The International Festival of Arts & Ideas is honored to feature United States Poet Laureate Joy Harjo in conversation with playwright and director Madeline Sayet. Harjo, the first Native American Poet Laureate and a member of the Muscogee Nation, will reflect on her award-winning body of work, which includes nine books of poetry, two memoirs, and six music albums. With Sayet, a member of the Mohegan Tribe, she will focus on her acclaimed poetry collection An American Sunrise: Poems, the Festival’s selection for the 2021 NEA Big Read.

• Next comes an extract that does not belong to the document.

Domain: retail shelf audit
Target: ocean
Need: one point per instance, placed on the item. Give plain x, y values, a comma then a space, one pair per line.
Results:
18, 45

Harjo’s poems sing of beauty and survival, illuminating a spirituality that connects her to her ancestors and thrums with the quiet anger of living amid the ruins of injustice. A descendant of storytellers and “one of our finest—and most complicated—poets” (Los Angeles Review of Books), Harjo continues her legacy with An American Sunrise: Poems. In the early 1800s, the Mvskoke people were forcibly removed from their original lands east of the Mississippi to Indian Territory, which is now part of Oklahoma. Two hundred years later, Harjo returns to her family’s lands and opens a dialogue with history, confronting the site where her people, and other indigenous families, essentially disappeared. She interweaves her personal life with tribal histories to create a space for renewed beginnings.
“Joy Harjo reminds us that creative voice is both sustenance and a means to liberation,” says Festival Executive Director Shelley Quiala. “In An American Sunrise, she offers a complex and beautiful intersection of despair, abundance and renewal. In this intense time of change and reckoning, her voice provides a clear reminder that the interconnectedness of our past, present and future nourish our imaginations.”